AVAILABLE DISK SELECTIONS:
       0. c0d0 <DEFAULT cyl 2085 alt 2 hd 255 sec 63>
          /pci@0,0/pci-ide@1f,1/ide@0/cmdk@0,0
       1. c1d0 <DEFAULT cyl 1042 alt 2 hd 255 sec 63>
          /pci@0,0/pci-ide@1f,1/ide@1/cmdk@0,0
Specify disk (enter its number): ^C



Type CTRL-C to quit "format".

If your disks do not show up, use devfsadm:


# devfsadm
# format
Searching for disks...done


AVAILABLE DISK SELECTIONS:
       0. c0d0 <DEFAULT cyl 2085 alt 2 hd 255 sec 63>
          /pci@0,0/pci-ide@1f,1/ide@0/cmdk@0,0
       1. c0d1 <DEFAULT cyl 1042 alt 2 hd 255 sec 63>
          /pci@0,0/pci-ide@1f,1/ide@0/cmdk@1,0
       2. c1d0 <DEFAULT cyl 1042 alt 2 hd 255 sec 63>
          /pci@0,0/pci-ide@1f,1/ide@1/cmdk@0,0
       3. c1d1 <DEFAULT cyl 1042 alt 2 hd 255 sec 63>
          /pci@0,0/pci-ide@1f,1/ide@1/cmdk@1,0
Specify disk (enter its number): ^C



You'll notice that the virtual disks are mapped as IDE/ATA drives, so the disk device names don't have a target specification "t".

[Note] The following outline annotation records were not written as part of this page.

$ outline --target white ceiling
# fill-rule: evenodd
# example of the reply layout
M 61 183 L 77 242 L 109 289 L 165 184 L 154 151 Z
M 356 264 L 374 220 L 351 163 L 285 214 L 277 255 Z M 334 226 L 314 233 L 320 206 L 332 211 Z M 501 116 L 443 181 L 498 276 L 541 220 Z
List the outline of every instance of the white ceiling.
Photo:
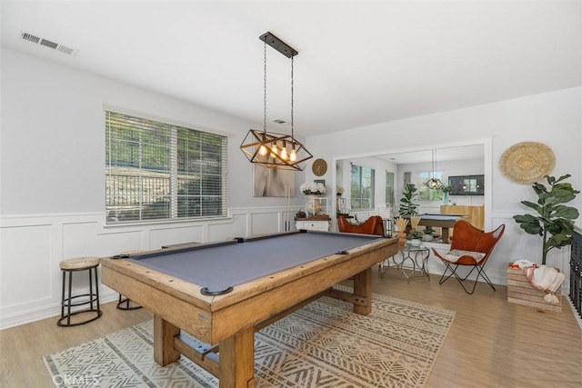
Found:
M 2 1 L 1 12 L 5 47 L 259 125 L 258 37 L 270 31 L 299 52 L 302 136 L 582 85 L 580 1 Z M 290 121 L 290 60 L 267 56 L 267 120 Z

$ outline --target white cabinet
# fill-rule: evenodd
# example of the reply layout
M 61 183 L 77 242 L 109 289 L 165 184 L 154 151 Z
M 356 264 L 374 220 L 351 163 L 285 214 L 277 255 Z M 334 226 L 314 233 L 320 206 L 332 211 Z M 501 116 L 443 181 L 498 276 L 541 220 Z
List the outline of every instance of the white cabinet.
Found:
M 329 217 L 315 217 L 315 218 L 297 218 L 295 222 L 295 227 L 306 229 L 309 231 L 329 231 Z

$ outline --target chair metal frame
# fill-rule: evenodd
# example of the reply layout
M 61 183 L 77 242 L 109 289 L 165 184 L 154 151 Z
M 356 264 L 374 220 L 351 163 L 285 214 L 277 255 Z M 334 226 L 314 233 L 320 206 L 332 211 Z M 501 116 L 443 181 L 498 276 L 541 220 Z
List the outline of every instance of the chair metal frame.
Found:
M 461 287 L 463 287 L 463 290 L 465 290 L 467 293 L 472 294 L 475 293 L 475 288 L 477 287 L 479 277 L 481 277 L 487 284 L 489 284 L 493 291 L 496 291 L 493 283 L 491 283 L 489 277 L 485 273 L 484 267 L 491 255 L 493 249 L 503 236 L 505 228 L 506 225 L 502 224 L 491 232 L 484 232 L 465 220 L 457 221 L 453 228 L 453 239 L 449 252 L 453 250 L 478 252 L 483 254 L 484 256 L 477 261 L 472 255 L 465 254 L 460 256 L 457 262 L 451 262 L 439 254 L 436 249 L 433 248 L 435 256 L 438 257 L 446 265 L 445 272 L 438 281 L 438 284 L 442 284 L 451 276 L 455 276 L 459 284 L 461 284 Z M 461 277 L 457 273 L 459 265 L 473 266 L 473 268 L 471 268 L 471 271 L 469 271 L 465 277 Z M 469 291 L 465 286 L 464 281 L 466 281 L 475 270 L 477 270 L 477 277 L 475 278 L 473 288 Z M 448 275 L 447 275 L 447 272 L 450 272 Z
M 379 215 L 373 215 L 359 224 L 353 224 L 344 214 L 337 214 L 337 230 L 341 233 L 355 233 L 361 234 L 376 234 L 386 237 L 384 220 Z

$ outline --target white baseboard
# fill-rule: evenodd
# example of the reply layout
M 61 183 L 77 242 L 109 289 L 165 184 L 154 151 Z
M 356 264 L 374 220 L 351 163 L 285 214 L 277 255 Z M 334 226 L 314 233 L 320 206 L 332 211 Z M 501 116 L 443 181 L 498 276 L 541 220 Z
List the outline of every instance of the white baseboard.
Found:
M 100 293 L 99 303 L 101 304 L 109 302 L 117 301 L 119 294 L 113 291 L 107 291 Z M 0 330 L 9 329 L 11 327 L 19 326 L 21 324 L 30 323 L 31 322 L 40 321 L 41 319 L 46 319 L 55 317 L 55 324 L 61 314 L 60 304 L 51 304 L 43 306 L 38 309 L 32 309 L 23 313 L 14 313 L 11 315 L 5 315 L 0 317 Z

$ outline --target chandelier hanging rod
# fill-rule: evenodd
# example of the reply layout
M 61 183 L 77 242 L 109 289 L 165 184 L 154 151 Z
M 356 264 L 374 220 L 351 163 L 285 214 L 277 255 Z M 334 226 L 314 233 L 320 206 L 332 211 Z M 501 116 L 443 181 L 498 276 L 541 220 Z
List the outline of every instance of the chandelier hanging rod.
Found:
M 293 58 L 298 52 L 270 32 L 259 36 L 263 41 L 264 87 L 263 87 L 263 131 L 250 129 L 240 145 L 246 158 L 253 164 L 266 168 L 302 171 L 303 164 L 313 155 L 295 138 L 294 134 L 294 72 Z M 266 45 L 291 59 L 291 135 L 266 130 Z
M 286 56 L 287 58 L 292 58 L 299 52 L 295 48 L 291 47 L 286 43 L 283 42 L 281 39 L 276 37 L 274 34 L 270 32 L 266 32 L 258 37 L 260 40 Z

Let's create our first pool by simply putting together all three disks (c0d0 is our root partition and boot disk which is not usable for our example):

# zpool create zfstest c0d1 c1d0 c1d1

That's it. You have just created a zpool named "zfstest" containing all three disks. Your available space will be just the sum of all three disks:

# zpool list
NAME                    SIZE    USED   AVAIL    CAP  HEALTH     ALTROOT
zfstest                23.8G     91K   23.8G     0%  ONLINE     -

Use "zpool status" to get detailed status information of the components of your zpool:

# zpool status
  pool: zfstest
 state: ONLINE
 scrub: none requested
config:

        NAME        STATE     READ WRITE CKSUM
        zfstest     ONLINE       0     0     0
          c0d1      ONLINE       0     0     0
          c1d0      ONLINE       0     0     0
          c1d1      ONLINE       0     0     0

errors: No known data errors

To destroy a pool, use "zpool destroy":

# zpool destroy zfstest

and your pool is gone.

Let's try a mirror now:

# zpool create mirror c1d0 c1d1

You just created a mirror between disk c1d0 and disk c1d1. Available storage is the same as if you used only one of these disks. If disk sizes differ, the smaller size will be your storage size. Data is replicated between these disks.

"zpool status" now reads:

# zpool status
  pool: zfstest
 state: ONLINE
 scrub: none requested
config:

        NAME        STATE     READ WRITE CKSUM
        zfstest     ONLINE       0     0     0
          mirror    ONLINE       0     0     0
            c1d0    ONLINE       0     0     0
            c1d1    ONLINE       0     0     0

errors: No known data errors

So now we have a simple mirror. But how to put data on it?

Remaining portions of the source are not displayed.